真冬の空が色を変えていくことにも気づかずに…。
「なるほど。胡蝶の顔はいつでも見れて眼福もので、伊黒の顔はいつでも見れないが果てしなく尊いと。」
「そうそう!」
冨岡くんはどんな話も聞いてくれる。それに、誰かにペラペラと話したりしないので安心できる。
「それでね「ッ!!!!!」」
名前を呼ばれてそちらに目をやった。
怒りや安堵の混ざった気配がした。
「不死川くん」
「おうッ!!」
私がポカンとして名前を呼ぶと元気よく返事をした。
乗っていた自転車から降りて、ズンズンと近づいてくる。
「不死川か。何をしているんだ。どうしてここにいる。」
私の気持ちを冨岡くんが代弁した。
すると、彼の存在に気付いていなかったのか実弥は驚いていた。
車止めに座り込む私たちを見下ろして、実弥はしばし動きを止めたが、数秒後に動き出した。
「そういうことかよ」
?何がだ?
「お前、学校終わったら速攻帰ってくるってじいさんばあさんに言ってたそうじゃねえか。心配してたぜ。」
「…ッああ!!」
私はそこで気付いて立ち上がった。
そうだ。今日は部活に参加するつもりもなかったんだ。冨岡くんが対戦を申し込んできたからいつもみたくOKして、今日に限って遠いところに寄り道を…!!
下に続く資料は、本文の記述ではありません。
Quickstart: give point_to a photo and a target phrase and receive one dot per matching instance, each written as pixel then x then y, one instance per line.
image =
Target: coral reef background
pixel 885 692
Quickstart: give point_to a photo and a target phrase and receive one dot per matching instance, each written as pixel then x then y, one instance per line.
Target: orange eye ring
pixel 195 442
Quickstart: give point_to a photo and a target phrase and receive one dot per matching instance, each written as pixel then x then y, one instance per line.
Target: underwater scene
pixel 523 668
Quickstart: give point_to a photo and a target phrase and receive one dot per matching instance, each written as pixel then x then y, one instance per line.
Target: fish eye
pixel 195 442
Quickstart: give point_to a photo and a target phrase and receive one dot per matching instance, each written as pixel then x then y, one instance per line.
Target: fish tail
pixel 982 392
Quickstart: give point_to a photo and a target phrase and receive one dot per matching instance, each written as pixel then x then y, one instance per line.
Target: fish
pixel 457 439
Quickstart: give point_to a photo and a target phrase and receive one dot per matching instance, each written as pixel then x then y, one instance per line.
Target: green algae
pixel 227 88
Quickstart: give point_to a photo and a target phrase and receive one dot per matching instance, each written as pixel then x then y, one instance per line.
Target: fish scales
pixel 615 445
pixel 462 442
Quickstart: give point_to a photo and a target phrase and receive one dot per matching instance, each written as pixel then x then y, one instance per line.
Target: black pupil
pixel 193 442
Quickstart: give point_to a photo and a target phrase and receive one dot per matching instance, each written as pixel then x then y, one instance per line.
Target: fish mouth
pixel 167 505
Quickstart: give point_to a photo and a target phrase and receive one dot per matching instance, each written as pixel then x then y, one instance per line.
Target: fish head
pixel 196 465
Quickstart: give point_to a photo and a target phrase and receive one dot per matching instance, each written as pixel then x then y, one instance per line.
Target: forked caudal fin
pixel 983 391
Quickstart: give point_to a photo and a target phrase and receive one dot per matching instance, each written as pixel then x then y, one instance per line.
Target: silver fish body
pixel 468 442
「やばいやばい!!空真っ暗じゃん!!どうしよう怒られちゃう、怒られちゃうよー!!」
「……落ち着け、霧雨。」
「うん、落ち着く!そんで帰る!!今日はありがとね、冨岡くん!!ああ、長々とごめんね!!」
「俺のことはいいから、はやく帰れ。」
私は冨岡くんに礼を言い、はやく帰ろうと実弥を急かした。